What is the challenge your project is going to address and how does it connect to your chosen theme?

There are 850,000 people with dementia in the UK, with numbers set to rise to over 1 million by 2025 (Alzheimer Society).    There is an increasing evidence base on the benefits of AHP early interventions on helping people to live well with dementia but the challenge is ensuring equitable access (Alzheimer Scotland, 2017).  One answer to this is implementation of an evidence based Occupational Therapy Home Based Memory Rehabilitation (HBMR) improvement project in Scotland.  Successful outcomes e.g. maintenance of skills have been demonstrated for people living with early dementia.  However there continues to be challenges around access to the intervention due to waiting lists and capacity to deliver sessions (around 6 – 10 home visits) at optimum timescale (especially remote and rural areas).  The impact on the person is that they are having to wait for rehabilitation which can negatively affect quality of life, confidence to engage in local communities and support for carers.

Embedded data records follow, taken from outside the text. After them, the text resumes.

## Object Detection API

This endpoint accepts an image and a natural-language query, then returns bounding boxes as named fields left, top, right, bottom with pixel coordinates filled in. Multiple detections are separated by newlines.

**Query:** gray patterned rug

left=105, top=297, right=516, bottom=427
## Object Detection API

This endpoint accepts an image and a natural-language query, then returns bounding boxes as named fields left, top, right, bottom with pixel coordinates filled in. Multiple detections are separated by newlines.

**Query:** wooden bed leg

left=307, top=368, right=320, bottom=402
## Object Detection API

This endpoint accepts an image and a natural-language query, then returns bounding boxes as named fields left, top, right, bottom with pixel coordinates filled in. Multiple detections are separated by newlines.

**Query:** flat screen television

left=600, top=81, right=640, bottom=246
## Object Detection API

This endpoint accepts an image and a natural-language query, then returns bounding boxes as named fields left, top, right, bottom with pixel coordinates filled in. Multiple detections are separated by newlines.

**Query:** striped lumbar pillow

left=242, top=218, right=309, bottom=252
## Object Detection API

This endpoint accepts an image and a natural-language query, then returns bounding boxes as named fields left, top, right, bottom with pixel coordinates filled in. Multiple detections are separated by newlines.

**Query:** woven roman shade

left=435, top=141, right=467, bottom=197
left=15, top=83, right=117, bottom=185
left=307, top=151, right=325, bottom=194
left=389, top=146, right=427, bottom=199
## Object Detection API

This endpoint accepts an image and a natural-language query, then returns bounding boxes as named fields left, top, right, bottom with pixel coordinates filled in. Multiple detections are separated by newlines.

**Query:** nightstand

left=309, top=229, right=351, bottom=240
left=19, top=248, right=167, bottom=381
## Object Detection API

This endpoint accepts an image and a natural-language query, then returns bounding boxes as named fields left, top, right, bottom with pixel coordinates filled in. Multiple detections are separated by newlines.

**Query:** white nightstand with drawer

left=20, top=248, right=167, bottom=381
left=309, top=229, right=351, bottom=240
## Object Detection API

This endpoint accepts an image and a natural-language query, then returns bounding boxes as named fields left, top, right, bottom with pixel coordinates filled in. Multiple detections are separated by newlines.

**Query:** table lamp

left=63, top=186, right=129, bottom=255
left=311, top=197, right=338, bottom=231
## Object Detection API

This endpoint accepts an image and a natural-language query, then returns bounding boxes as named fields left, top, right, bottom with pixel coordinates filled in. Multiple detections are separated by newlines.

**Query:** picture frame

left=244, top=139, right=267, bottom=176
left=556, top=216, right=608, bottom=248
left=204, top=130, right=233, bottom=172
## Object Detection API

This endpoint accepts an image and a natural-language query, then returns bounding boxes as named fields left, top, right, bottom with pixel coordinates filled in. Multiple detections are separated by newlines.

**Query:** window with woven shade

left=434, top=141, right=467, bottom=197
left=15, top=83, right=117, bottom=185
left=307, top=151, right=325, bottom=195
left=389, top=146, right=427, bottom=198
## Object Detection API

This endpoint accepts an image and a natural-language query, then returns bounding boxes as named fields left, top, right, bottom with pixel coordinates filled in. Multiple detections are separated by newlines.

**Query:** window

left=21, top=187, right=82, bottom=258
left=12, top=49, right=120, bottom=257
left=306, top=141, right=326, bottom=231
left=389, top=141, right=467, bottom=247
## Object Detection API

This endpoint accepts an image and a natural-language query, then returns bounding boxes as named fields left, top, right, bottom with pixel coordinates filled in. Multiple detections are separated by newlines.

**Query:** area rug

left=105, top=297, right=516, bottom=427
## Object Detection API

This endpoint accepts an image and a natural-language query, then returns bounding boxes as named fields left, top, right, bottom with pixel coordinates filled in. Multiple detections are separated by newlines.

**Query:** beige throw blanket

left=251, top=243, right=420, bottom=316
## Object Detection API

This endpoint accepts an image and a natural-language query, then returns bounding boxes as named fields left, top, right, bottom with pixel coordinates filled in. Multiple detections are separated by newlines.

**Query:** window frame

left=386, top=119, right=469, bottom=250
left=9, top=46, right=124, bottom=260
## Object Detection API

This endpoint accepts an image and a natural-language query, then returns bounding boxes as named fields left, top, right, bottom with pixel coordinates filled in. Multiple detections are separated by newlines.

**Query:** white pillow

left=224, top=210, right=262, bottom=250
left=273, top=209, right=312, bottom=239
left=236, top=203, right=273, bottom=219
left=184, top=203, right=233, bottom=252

What does your project aim to achieve?

The aim is to work in partnership with people living with dementia (plwd) to explore and design technological solutions (e.g. NHS Attend Anywhere/Amazon devices/online resources) for delivery and reinforcement of HBMR.

We will focus on one rural area in Scotland where there are waiting lists and the Service has demonstrated readiness for change.

The improvement will be increased capacity within the system allowing earlier access for rehabilitation and increased capability for reinforcement of learning, which would derive the maximum rehabilitative benefit of HBMR.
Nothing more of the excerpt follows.